Ordered that the judgment is affirmed.
The hearing court correctly denied the defendant’s motion to suppress the gun found in the bag which the defendant was carrying when apprehended by the police. The evidence adduced at the hearing established that the police officers received a radio transmission reporting an armed robbery and a *742description of the perpetrators. As they proceeded to the crime scene, the arresting officer observed the defendant and his companions, who matched the description, and detained them for the purpose of making inquiry.

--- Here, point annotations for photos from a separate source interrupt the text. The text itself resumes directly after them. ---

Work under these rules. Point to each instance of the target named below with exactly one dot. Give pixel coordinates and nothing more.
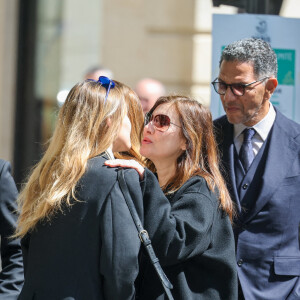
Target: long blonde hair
(201, 156)
(81, 133)
(136, 117)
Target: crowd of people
(219, 199)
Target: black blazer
(193, 240)
(11, 276)
(267, 227)
(90, 250)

In People v Tratch (104 AD2d 503), it was held that the reasonable suspicion possessed by a police officer who stopped the defendant and then frisked him for weapons to protect himself, also warranted the precautionary measure of frisking the shopping bag carried by the defendant which could have contained a gun. Having discovered a vinyl carrying case which was designed to carry a revolver, the police officer was held to have acted reasonably in opening the case and seizing the gun. People v Tratch (supra) was cited with approval by the Court of Appeals in People v Brooks (65 NY2d 1021). In Brooks, the court affirmed that where a gun is involved in the crime for which the suspect is validly stopped and frisked, the police officers "are not limited to a patdown of the suspect’s person and may examine personal items capable of concealing a weapon within the suspect’s grabbable reach 'as an incident to an inquiry upon grounds of safety and precaution’ ” (People v Brooks, supra, at 1023, quoting from People v Pugach, 15 NY2d 65, 69; see also, People v Jones, 138 AD2d 746; People v Covert, 134 AD2d 444; People v Belk, 100 AD2d 908).

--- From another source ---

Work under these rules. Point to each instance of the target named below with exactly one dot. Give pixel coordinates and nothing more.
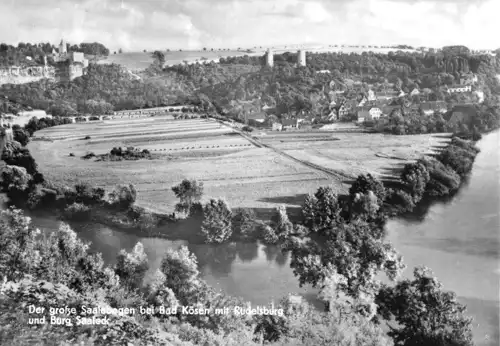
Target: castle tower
(301, 58)
(62, 47)
(269, 58)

It hardly needs to be repeated that the Fourth Amendment is "not a guarantee against all seizures, but only against unreasonable seizures” (United States v Sharpe, 470 US 675, 682). The police officers were justified in detaining the defendant and his companions for investigative purposes. Since the police officers had been apprised that the perpetrators were armed, their safety concerns warranted a frisk of the bag held by the defendant, which had made a metallic sound when it was dropped by him. When that frisk revealed that the bag contained an object which felt like a gun, it was proper police work for the officer to verify his reasonable belief that the bag contained a gun. The police action in the instant case fully met the reasonableness standard as it was justified at its inception and reasonable in scope (see generally, United States v Sharpe, supra; Terry v Ohio, 392 US 1; People v Hicks, 68 NY2d 234).
The defendant’s remaining contentions have not been preserved for appellate review and nothing in the record warrants the exercise of our interest of justice jurisdiction (see, CPL 470.05; People v Charleston, 56 NY2d 886, 887-888; cf., People v Yut Wai Tom, 53 NY2d 44, 55). Mangano, J. P., Bracken, Hooper and Sullivan, JJ., concur.